[Numpy-discussion] Floor divison on int returns float
njs at pobox.com
Tue Apr 12 22:56:49 EDT 2016
So what type should uint64 + int64 return?
On Apr 12, 2016 7:17 PM, "Antony Lee" <antony.lee at berkeley.edu> wrote:
> This kind of issue (see also https://github.com/numpy/numpy/issues/3511)
> has become more annoying now that indexing requires integers (indexing with
> a float raises a VisibleDeprecationWarning). The argument "dividing an
> uint by an int may give a result that does not fit in an uint nor in an
> int" does not sound very convincing to me, after all even adding two
> (sized) ints may give a result that does not fit in the same size, but
> numpy does not upcast everything there:
> In : np.int32(2**31 - 1) + np.int32(2**31 - 1)
> Out: -2
> In : type(np.int32(2**31 - 1) + np.int32(2**31 - 1))
> Out: numpy.int32
> I'd think that overflowing operations should just overflow (and possibly
> raise a warning via the seterr mechanism), but their possibility should not
> be an argument for modifying the output type.
> 2016-04-12 17:57 GMT-07:00 T J <tjhnson at gmail.com>:
>> Thanks Eric.
>> Also relevant: https://github.com/numba/numba/issues/909
>> Looks like Numba has found a way to avoid this edge case.

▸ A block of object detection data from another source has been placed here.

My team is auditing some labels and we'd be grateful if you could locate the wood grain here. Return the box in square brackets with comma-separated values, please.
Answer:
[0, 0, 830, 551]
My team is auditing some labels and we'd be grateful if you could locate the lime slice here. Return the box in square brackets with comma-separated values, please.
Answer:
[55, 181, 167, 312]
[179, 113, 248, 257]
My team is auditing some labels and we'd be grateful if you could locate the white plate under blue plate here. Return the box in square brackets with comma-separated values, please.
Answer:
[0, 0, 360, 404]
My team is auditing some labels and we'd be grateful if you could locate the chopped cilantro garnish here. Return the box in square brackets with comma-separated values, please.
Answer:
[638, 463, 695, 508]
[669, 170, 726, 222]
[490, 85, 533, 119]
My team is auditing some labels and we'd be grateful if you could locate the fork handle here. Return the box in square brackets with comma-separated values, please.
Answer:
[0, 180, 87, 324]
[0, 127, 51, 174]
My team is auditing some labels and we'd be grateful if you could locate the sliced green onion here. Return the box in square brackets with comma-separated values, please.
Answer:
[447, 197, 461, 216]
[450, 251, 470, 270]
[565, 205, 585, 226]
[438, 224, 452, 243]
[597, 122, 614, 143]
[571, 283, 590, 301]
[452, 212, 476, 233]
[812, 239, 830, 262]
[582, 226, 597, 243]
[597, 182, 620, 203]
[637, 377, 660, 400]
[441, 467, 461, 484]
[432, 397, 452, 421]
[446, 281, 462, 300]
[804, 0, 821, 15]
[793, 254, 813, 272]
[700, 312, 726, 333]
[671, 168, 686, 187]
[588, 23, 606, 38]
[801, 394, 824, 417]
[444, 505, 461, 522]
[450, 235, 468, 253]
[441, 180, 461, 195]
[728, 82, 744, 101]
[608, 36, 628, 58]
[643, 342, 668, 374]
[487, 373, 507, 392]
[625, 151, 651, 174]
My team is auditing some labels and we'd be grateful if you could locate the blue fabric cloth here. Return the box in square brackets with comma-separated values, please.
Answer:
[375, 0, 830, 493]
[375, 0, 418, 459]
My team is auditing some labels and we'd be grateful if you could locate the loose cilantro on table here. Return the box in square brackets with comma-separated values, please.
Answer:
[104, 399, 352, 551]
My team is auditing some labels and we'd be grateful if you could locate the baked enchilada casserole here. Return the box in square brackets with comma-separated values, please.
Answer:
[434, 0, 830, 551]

>> On Monday, April 4, 2016, Eric Firing <efiring at hawaii.edu> wrote:
>>> On 2016/04/04 9:23 AM, T J wrote:
>>>> I'm on NumPy 1.10.4 (mkl).
>>>> >>> np.uint(3) // 2 # 1.0
>>>> >>> 3 // 2 # 1
>>>> Is this behavior expected? It's certainly not desired from my
>>>> perspective. If this is not a bug, could someone explain the rationale
>>>> to me.
>>> I agree that it's almost always undesirable; one would reasonably expect
>>> some sort of int. Here's what I think is going on:
>>> The odd behavior occurs only with np.uint, which is np.uint64, and when
>>> the denominator is a signed int. The problem is that if the denominator is
>>> negative, the result will be negative, so it can't have the same type as
>>> the first numerator. Furthermore, if the denominator is -1, the result
>>> will be minus the numerator, and that can't be represented by np.uint or
>>> np.int. Therefore the result is returned as np.float64. The promotion
>>> rules are based on what *could* happen in an operation, not on what *is*
>>> happening in a given instance.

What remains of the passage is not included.